A business I grew up in, newspapers, is another example of the challenge of embracing change.  For years there was talk of the threat and the opportunity of digital versions of newspapers.  While most major newspapers currently have both print and online versions, they have largely lost their chief revenue stream. Newspaper revenues from advertising used to predominantly be from classifieds (real estate, automotive, employment). That is not the case today.  In many instances, newspapers failed to  launch robust online classified advertising, ceding the market to other companies.

The common thread in all these examples? It is hard to embrace change and sacrifice current profitability for future opportunity.

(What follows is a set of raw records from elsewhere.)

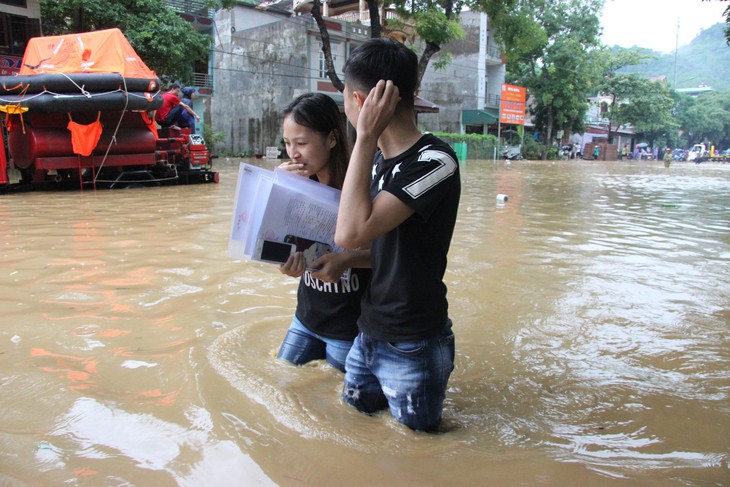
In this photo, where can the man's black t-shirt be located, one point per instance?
(331, 309)
(407, 296)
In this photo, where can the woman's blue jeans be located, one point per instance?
(408, 377)
(301, 345)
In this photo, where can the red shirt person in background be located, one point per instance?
(169, 114)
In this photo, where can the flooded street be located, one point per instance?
(591, 312)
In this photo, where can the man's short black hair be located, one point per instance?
(383, 58)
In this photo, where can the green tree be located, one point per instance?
(436, 22)
(651, 110)
(549, 44)
(167, 43)
(706, 119)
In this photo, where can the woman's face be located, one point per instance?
(308, 147)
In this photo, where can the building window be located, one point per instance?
(323, 64)
(15, 32)
(16, 3)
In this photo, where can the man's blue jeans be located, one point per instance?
(408, 377)
(301, 345)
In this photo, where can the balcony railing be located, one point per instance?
(203, 80)
(192, 7)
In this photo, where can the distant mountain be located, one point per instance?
(704, 60)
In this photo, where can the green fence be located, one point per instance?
(471, 149)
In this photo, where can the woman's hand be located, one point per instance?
(378, 109)
(329, 267)
(294, 265)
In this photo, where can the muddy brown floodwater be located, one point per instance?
(592, 320)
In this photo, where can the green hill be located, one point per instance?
(705, 60)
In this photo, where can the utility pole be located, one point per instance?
(676, 50)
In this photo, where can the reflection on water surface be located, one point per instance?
(591, 312)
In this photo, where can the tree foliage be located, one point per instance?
(549, 46)
(705, 119)
(436, 22)
(167, 43)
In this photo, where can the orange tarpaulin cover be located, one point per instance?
(103, 51)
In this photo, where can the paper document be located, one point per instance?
(277, 213)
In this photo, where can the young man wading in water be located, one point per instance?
(400, 197)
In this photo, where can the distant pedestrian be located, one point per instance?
(667, 157)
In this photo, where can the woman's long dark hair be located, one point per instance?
(320, 113)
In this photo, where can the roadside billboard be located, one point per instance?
(512, 105)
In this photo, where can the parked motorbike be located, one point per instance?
(512, 154)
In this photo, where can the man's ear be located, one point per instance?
(359, 98)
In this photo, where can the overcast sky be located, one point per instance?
(653, 23)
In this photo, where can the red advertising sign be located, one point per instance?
(10, 65)
(512, 105)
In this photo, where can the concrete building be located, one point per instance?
(266, 56)
(468, 91)
(19, 21)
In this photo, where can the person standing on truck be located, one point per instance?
(169, 114)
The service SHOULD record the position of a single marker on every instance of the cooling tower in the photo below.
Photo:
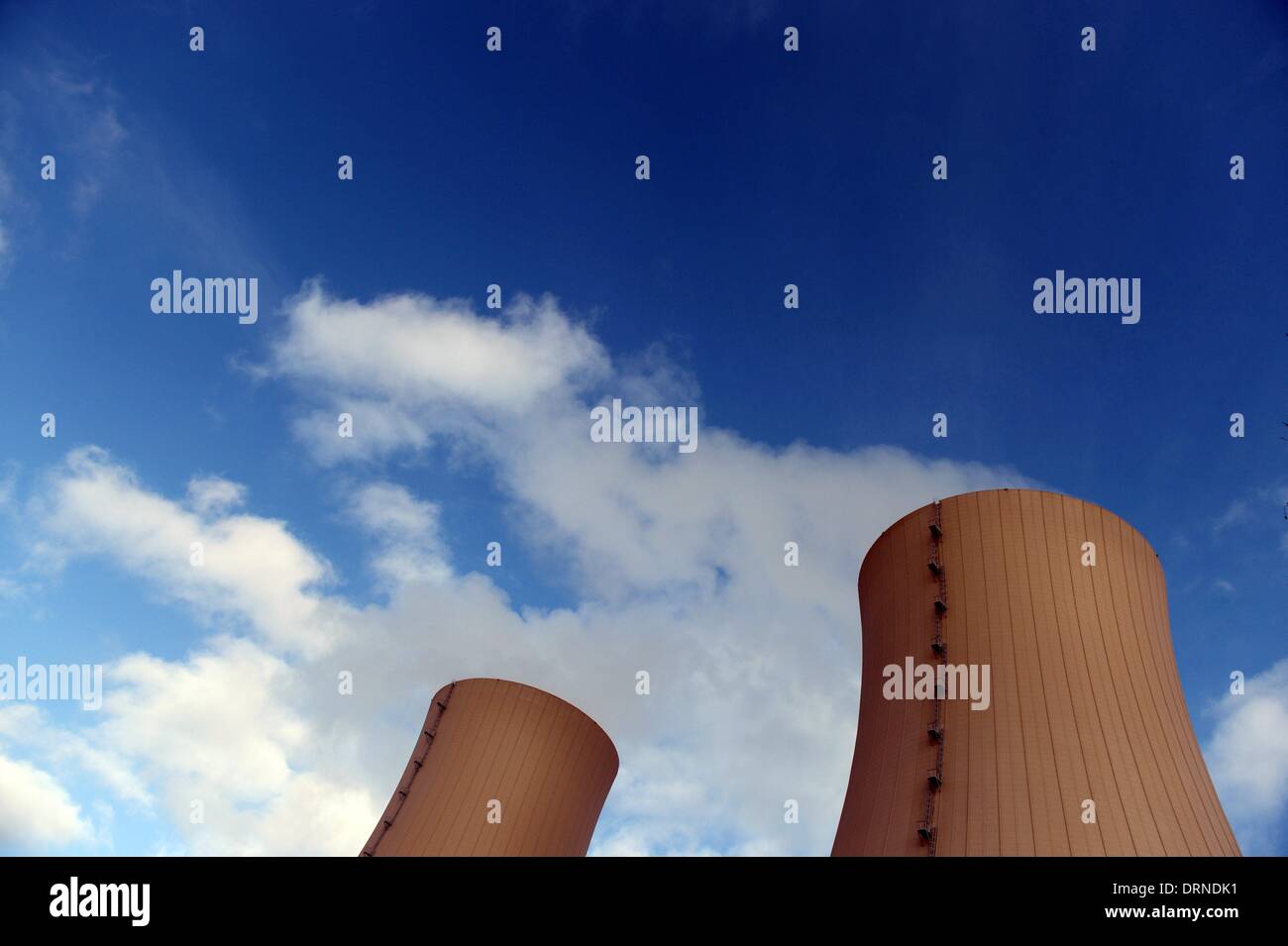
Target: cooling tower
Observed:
(498, 769)
(1085, 745)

As a leader you have a choice.  You can embrace change, or you can put your head in the sand and somehow hope to avoid the tidal wave that might be coming towards you.

The key to keep from winding up all wet when the wave inevitably hits is to change your perspective.  Turn an impending challenge (or crisis) into an opportunity.  Rather than being fearful or complacent, embrace the challenge.  Change is inevitable, so why try to avoid it?

So, what are the keys to embracing change?

  1. Don’t Put Your Head in the Sand – When you are faced with change, be it technological, market driven, cultural, or other types of change, address it head on. Don’t assume that the challenge to your organization will just go away if you do nothing. It won’t. If you are Kodak, recognize the threat and opportunity of digital photography. If you are a newspaper company, recognize the challenge and upside of online newspapers and online advertising.
  2. Have Courage – Be willing to sacrifice some of your current profits to develop the new technology or new opportunity. Embrace the opportunity to disrupt and innovate. Take risks. Even if that means cannibalizing your own business. This is why people fail. They aren’t willing to take risks and possibly hurt themselves in the short term for massive long-term gains.
  3. Innovate or Die – Continually experiment with new technology and new opportunities. See change as a good thing. Stay ahead of the curve so you won’t be left behind.

How do you do this, embrace change and be ahead of the curve?

  1. Identify the Type of Change – Examine whether the change is technological, market driven, cultural, or another type of change. Then come up with a plan to address this change, examining how your organization can use this change to its advantage.
  2. Get Your Team Onboard – Help your team understand that the mission of your organization has not changed, but how that mission will be expressed might change. It’s imperative to have employees who are risk takers and who understand the importance of having an innovative and disruptive culture. Kodak might still be in the business of capturing moments if it had entered digital photography.
  3. Implement the Change – If it is a technological change like digital photography, you might need to set up a separate entity with people who are willing to experiment and lead the change. You will need to help your team realize that their goal is not just to survive amidst the turmoil but to thrive. Change should not be viewed as a threat, but as an opportunity.
  4. Ensure Your Stakeholders Embrace the Change – It is essential that your leadership team and your board are willing to embrace the change. As the leader, it is your job to be the chief advocate and persuader, to ensure your team embraces the change.  You have to let them know the real-world consequences to your organization of not embracing the change.  Look at what happened to Kodak.

There is a fundamental law of business, and indeed life.  You are either growing or declining.  You are either adapting, or you are on your way to your organization going under.  Don’t stick your head in the sand.  Lead the charge.  Embrace the change.

Reflection

  • Are you embracing change or putting your head in the sand?
  • Have you identified the type of change (technological, market driven, cultural, or another type of change) and developed a plan to take advantage of it?
  • Are your leadership team and key stakeholders on board with the plan to address and take advantage of the change?